If the columns are spread across a number of tables, I'd expect to use a stored procedure that did the update work, and received all those parameters from the application. But, probably, you can't pass 5000 parameters to a stored procedure. So, now you're having to break the command up into multiple (maybe even 100 or more) distinct invocations. Heavy-ish on the application and the network, but not so heavy as to push the work over 1 second.

Now, you have to look at 100+ commands, each passing related data to the database - what's the best architecture. You probably need to ensure that the row(s) that will receive that data don't present a partial/incomplete picture to the app(s) that read that/those rows.

You could run the commands in a transaction, and have the application(s) that read the row use a safe isolation level.

What I'd do, however, is create a working table that will temporarily hold the data from the application; 100 commands can insert into this table without affecting the state of the rest of the database. Each row inserted will have an application-generated pseudo-transaction id. When all data is transferred, a final command invokes a stored procedure, taking perhaps just one parameter (the pseudo-transaction ID), perhaps more (row identifier(s) for the destination rows). That stored procedure begins a database transaction, moves the data from the holding table into its final destination, deletes the data from the holding table and commits the transaction.

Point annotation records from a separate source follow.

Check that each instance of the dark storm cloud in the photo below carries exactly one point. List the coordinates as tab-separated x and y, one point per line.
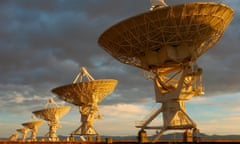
44	43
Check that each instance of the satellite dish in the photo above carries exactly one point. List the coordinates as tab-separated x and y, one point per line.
167	41
24	132
86	95
13	137
33	126
52	115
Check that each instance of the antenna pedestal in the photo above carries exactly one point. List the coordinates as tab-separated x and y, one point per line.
88	116
172	87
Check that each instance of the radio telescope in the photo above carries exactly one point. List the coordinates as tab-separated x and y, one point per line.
13	137
86	95
24	132
33	126
52	113
166	42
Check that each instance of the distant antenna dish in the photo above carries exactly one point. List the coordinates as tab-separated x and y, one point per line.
24	132
13	137
167	42
86	94
52	115
33	126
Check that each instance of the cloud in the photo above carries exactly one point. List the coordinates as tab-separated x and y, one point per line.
43	44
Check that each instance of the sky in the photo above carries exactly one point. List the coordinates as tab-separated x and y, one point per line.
44	43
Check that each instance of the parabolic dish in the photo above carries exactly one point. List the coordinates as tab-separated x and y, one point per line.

This approach removes the application/network round-trip time from the elapsed time within the database transaction. You'll still need to use an appropriate isolation level for the consumers of the data, but performance will be better.

APPROACHING THE PROBLEM FROM A DIFFERENT DIRECTION...
5000 values to insert into a single row (or set of related rows) is VERY unusual. Now, perhaps your application is just that unusual and its exactly the right thing to do. Perhaps, however, there are ways of reorganising your data flow, or data storage architecture, that simply makes the problem go away.

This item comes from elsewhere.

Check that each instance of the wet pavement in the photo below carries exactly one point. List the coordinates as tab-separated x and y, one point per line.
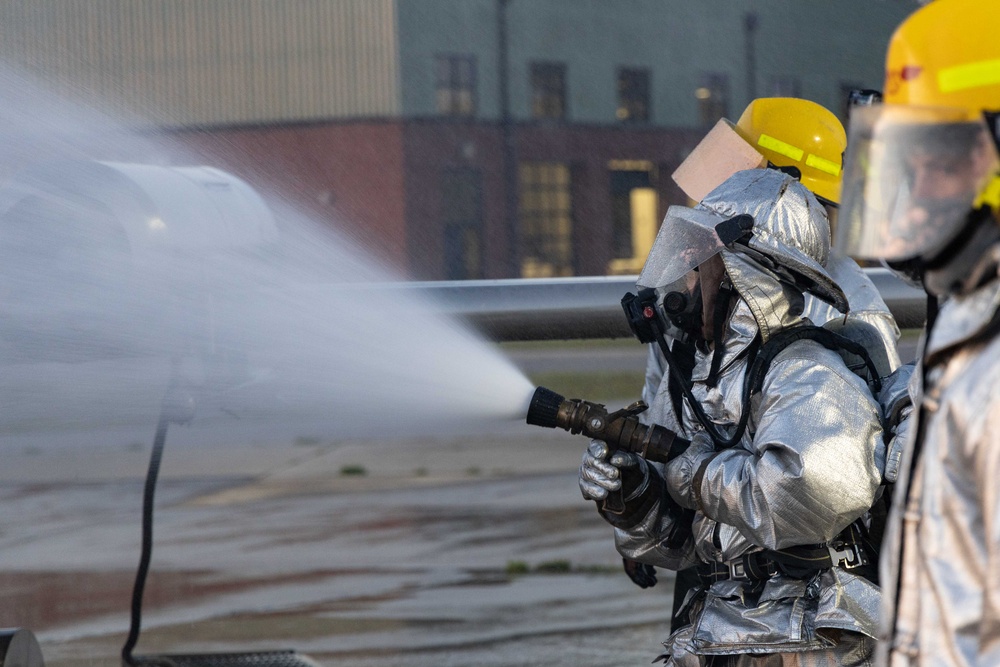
426	551
463	551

If you're receiving a steady flow of data, then batching it into 5k items in a batch is perhaps unnecessary.

Storage-wise; it may be better to store the 5k values as 5k rows in a table with columns such as: ParentEntity (a foreign key to the owning object), Name, Value. Now, you just don't need a super-wide table (rarely a good idea, anyway) and you can send the data to the database in smaller chunks.

There may be an intermediate data architecture - maybe your 5k values can meaningfully be grouped into subsets of related data which can (and perhaps, should) be sent to the database in groups.

HTH,
Chris
 
Share this answer
 
Comments
thatraja 17-Oct-13 6:27am    
Nice, 5!
You can use sqlite to perform this operation.
 
Share this answer
 

This content, along with any associated source code and files, is licensed under The Code Project Open License (CPOL)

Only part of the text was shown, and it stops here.